On Tuesday, they breathed a huge sigh of relief.
Hernando County School Board members approved replacing the school's failing roof and aging air-handling system and agreed to a temporary fix that will allow students to stay in the school next year.
That means no students will have to spend a year at a different school or in portables, which were options.
Westside principal Gina Michalicka said she was happy with the decision. More than that, she was happy that there was finally a decision.
"There was lots of stress at Westside," Michalicka said.
With the school facing an urgent need for costly repairs, School Board members last month were presented with a variety of options, including the school's permanent closure.
The estimated cost to repair the roof and air-handling system is about $3.5 million. It will cost roughly $190,000 for temporary repairs to the roof.
Facilities director Roland "Bo" Bavota described the temporary fix as a "huge Band-Aid," saying it essentially buys the district an extra year while plans for the roof replacement are drawn up. The replacement would occur after the 2014-15 school year.
The option for the temporary fix — described as a "top coat" — came before the board for the first time at Tuesday's workshop. Previously, Bavota had said he didn't think students should occupy the school next year because of the poor condition of the roof.
The board had considered temporarily busing students to Pine Grove Elementary or creating a cluster of portable classrooms at Westside.
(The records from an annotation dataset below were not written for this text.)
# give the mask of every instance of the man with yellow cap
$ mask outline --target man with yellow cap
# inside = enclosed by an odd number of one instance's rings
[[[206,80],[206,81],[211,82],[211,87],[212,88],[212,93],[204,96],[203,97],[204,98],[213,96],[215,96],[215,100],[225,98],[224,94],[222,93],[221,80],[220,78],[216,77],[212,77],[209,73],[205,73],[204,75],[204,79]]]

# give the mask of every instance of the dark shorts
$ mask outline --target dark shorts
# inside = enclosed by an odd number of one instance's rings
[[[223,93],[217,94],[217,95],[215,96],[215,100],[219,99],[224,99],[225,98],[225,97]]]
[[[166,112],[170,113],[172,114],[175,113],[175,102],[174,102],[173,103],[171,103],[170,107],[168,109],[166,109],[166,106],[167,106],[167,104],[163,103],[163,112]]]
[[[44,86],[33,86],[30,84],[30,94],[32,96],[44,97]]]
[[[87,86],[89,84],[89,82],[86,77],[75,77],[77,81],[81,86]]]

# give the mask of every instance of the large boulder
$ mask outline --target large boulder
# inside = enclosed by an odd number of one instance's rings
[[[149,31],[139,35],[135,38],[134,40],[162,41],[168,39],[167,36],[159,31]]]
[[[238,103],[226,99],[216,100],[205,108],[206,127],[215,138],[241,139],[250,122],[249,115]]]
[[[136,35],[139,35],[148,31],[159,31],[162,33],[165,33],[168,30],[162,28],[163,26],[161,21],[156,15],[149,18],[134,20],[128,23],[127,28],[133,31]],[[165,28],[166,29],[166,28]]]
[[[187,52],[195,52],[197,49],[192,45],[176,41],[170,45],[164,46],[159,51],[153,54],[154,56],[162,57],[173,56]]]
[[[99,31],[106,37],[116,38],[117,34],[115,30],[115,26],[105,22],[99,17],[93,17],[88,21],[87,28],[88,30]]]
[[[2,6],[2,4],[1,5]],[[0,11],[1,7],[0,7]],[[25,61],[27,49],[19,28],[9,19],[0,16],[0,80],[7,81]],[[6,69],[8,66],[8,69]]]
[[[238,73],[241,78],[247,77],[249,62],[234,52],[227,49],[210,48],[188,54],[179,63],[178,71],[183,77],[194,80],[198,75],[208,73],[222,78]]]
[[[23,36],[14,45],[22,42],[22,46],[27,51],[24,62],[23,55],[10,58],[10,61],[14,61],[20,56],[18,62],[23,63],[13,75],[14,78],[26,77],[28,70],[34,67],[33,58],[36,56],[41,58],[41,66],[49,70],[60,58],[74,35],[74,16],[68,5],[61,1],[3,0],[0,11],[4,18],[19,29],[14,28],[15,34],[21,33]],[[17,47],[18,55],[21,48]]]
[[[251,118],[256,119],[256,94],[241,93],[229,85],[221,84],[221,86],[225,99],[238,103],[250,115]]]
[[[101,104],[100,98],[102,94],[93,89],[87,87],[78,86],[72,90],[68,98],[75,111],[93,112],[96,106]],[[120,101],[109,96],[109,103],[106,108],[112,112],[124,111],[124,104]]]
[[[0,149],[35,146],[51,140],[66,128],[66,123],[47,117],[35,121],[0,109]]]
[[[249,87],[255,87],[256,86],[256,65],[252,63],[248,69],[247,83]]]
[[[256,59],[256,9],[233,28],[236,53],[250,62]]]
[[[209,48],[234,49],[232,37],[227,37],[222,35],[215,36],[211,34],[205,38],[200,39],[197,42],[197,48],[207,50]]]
The busing option would have cost about $170,000; the portables would have cost upward of $1 million.
A majority of board members felt the temporary fix followed by the roof replacement was the best option.
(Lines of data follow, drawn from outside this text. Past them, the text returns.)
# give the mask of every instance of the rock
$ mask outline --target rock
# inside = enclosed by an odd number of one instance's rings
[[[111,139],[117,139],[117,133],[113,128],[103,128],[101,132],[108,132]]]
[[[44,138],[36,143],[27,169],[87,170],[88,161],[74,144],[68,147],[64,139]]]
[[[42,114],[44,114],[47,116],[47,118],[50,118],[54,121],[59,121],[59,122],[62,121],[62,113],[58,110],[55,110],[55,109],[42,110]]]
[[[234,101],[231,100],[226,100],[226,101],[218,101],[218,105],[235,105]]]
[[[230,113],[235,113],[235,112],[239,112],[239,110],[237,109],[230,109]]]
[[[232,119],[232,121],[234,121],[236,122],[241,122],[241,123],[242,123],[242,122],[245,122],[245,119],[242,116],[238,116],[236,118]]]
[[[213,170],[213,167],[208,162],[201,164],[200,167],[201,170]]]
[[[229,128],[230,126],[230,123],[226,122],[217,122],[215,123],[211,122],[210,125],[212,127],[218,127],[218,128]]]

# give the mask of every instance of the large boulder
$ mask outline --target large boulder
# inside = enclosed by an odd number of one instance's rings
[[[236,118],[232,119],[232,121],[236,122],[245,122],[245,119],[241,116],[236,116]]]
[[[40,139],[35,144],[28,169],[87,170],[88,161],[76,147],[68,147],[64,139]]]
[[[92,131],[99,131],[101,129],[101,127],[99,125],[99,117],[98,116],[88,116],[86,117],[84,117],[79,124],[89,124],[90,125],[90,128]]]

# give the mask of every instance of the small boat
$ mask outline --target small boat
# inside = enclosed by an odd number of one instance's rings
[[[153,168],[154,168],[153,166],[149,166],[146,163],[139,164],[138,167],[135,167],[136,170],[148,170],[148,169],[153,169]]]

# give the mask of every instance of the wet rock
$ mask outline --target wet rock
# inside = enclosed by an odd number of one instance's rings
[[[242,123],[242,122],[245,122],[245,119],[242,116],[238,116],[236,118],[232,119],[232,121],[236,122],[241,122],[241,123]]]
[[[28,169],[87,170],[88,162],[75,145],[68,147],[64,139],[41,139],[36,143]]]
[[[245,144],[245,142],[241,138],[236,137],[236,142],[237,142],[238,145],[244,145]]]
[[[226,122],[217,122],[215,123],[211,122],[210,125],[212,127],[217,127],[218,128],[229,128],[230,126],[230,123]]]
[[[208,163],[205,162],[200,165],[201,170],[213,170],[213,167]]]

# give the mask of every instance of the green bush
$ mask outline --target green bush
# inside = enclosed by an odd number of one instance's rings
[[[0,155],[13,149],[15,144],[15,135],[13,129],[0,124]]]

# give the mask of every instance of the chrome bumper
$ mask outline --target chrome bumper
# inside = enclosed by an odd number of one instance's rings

"I really think we're in good shape doing what we can," board member Dianne Bonfield said. "I'm all for making the building safe, which I believe this will."
"It goes a long way," Bavota said.
Board member Matt Foreman, while he agreed with the plan, worried about where the money would come from and what impact it would have on the district.
Board Chairman Gus Guadagnino said he was concerned that Westside could become a money pit.